The Admiral elected to ignore my English.
“The Organic Authority isn’t going to be very happy about how long it took for them to get a look at you, but they’ll have to live with it. Even if they don’t directly support the Vorak occupation, they don’t really oppose it either. Given that the Red Sails, at the very least, pose an immediate threat to you, we can justify not bringing you in for examination sooner. The fact that you’re fluent will go a long way too. Informed consent is a rather important part of medical testing, especially for First Contact.”
“Well there—” I began, but a light flashed on the panel near her head.
“Sorry, but we’re running short on time.

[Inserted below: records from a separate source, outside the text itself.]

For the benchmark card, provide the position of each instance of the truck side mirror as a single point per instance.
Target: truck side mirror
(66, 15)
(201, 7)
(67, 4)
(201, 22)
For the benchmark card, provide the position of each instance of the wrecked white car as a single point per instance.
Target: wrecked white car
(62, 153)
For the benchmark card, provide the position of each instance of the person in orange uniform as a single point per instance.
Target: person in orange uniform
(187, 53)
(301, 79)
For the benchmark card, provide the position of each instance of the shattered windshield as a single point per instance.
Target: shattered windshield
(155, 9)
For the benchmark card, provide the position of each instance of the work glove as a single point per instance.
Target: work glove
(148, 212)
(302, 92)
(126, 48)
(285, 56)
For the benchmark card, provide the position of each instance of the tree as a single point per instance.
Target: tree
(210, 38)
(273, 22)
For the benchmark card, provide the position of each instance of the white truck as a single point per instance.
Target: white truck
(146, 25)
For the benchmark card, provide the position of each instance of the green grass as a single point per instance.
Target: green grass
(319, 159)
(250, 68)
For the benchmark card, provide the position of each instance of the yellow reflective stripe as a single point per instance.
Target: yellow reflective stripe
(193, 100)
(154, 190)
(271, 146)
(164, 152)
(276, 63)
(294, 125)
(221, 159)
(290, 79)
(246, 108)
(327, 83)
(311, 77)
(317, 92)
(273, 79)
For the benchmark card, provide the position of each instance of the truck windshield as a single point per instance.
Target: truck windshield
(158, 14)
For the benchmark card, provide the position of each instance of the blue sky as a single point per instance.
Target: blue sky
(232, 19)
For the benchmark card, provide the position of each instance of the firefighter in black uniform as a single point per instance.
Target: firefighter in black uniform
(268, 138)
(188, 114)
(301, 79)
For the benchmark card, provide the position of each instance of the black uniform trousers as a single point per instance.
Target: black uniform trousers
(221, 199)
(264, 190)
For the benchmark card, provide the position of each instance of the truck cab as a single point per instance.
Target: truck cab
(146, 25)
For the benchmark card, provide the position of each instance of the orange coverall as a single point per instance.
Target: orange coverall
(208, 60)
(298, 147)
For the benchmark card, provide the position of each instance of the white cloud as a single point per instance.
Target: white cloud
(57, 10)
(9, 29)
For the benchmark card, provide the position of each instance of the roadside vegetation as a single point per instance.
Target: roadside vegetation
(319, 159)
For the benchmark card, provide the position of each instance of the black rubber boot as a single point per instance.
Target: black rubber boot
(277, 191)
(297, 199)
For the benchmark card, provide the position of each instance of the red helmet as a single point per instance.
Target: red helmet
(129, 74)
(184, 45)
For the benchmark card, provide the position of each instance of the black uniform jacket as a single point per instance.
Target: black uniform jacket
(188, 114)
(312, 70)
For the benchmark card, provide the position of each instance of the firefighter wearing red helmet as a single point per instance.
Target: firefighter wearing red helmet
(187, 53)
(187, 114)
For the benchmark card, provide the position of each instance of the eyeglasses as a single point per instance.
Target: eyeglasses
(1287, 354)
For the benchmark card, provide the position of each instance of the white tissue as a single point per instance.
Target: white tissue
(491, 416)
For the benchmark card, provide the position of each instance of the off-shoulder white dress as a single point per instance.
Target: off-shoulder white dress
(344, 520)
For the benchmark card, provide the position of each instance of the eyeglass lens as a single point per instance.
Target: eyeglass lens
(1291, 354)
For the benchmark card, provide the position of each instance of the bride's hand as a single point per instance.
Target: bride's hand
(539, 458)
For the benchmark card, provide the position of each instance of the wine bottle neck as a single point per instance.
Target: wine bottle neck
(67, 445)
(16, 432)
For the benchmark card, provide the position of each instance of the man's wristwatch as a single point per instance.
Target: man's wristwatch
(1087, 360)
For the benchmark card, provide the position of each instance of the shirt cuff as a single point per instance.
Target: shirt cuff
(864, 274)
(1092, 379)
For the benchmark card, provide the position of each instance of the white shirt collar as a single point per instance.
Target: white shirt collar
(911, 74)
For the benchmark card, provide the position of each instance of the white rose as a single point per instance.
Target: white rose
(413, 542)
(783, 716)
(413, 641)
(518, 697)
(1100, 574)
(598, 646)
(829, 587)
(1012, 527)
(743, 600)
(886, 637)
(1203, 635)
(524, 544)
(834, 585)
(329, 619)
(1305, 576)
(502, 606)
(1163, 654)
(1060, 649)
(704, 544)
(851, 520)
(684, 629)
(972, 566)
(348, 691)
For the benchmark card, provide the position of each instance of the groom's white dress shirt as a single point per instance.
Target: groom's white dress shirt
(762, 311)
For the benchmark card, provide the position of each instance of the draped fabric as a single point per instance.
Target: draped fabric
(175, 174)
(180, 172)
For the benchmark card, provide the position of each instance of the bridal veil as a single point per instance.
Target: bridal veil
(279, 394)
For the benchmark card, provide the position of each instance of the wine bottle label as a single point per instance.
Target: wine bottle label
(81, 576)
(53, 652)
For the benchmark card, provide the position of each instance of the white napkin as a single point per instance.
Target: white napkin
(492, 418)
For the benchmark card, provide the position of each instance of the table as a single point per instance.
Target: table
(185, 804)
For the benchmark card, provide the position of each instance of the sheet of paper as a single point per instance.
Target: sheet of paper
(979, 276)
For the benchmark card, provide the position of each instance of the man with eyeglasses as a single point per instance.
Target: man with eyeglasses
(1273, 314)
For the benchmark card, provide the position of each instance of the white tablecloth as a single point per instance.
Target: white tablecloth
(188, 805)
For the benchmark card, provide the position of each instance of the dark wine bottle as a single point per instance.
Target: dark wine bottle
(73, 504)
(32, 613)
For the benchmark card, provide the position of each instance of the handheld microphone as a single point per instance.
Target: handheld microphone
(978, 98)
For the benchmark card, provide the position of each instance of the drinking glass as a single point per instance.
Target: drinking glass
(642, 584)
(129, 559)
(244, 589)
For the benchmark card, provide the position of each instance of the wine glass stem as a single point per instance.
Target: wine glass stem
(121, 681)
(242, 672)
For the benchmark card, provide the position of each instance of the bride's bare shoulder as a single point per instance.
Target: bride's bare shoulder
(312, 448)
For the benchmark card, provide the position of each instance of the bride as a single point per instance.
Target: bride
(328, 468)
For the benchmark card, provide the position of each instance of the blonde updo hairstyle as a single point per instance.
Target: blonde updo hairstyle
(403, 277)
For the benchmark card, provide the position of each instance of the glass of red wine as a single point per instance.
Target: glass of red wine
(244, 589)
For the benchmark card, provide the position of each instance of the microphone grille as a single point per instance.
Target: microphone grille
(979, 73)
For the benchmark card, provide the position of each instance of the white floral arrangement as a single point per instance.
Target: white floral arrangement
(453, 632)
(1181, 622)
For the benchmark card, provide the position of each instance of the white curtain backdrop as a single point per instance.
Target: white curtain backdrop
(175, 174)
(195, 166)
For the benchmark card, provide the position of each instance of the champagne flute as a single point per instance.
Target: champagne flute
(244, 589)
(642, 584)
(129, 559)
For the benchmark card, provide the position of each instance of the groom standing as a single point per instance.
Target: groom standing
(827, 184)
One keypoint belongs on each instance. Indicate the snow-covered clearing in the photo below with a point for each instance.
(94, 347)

There’s still some details to go over, but I need to talk to Serralinitus.”
Even cut short, this had been a very enlightening conversation.
I pulled open the security office door to bring everyone else back inside.
Tasser and Nemuleki gave me very curious glances, but I told them “talk later.”
“Admiral,” Serral said, “Was Caleb—"
“Save it, Ase, I just got the cutoff warning. I’m about to reenter Red Sails surveillance so let’s wrap up fast,” Laranta said. “I’ve deemed it appropriate to take a chance: I’m granting Caleb provisional clearance to any Coalition data about our Korbanok raid. Provide it.”
Serral responded cautiously, “Is that including…?”
“Yes, including the Green Complex. Read him in. I expect you to thoroughly inform him of the risks involved,” she gave me a glance through the screen, “…but I expect he will intend to go regardless.”
“Understood, Admiral,” Serral said.
“Don’t muck this up, any of you. Nai, it was good to hear your voice. I’ll make sure Nerin knows you’re okay.”
Nai nodded gratefully before Laranta flicked a switch and the transmission cut off.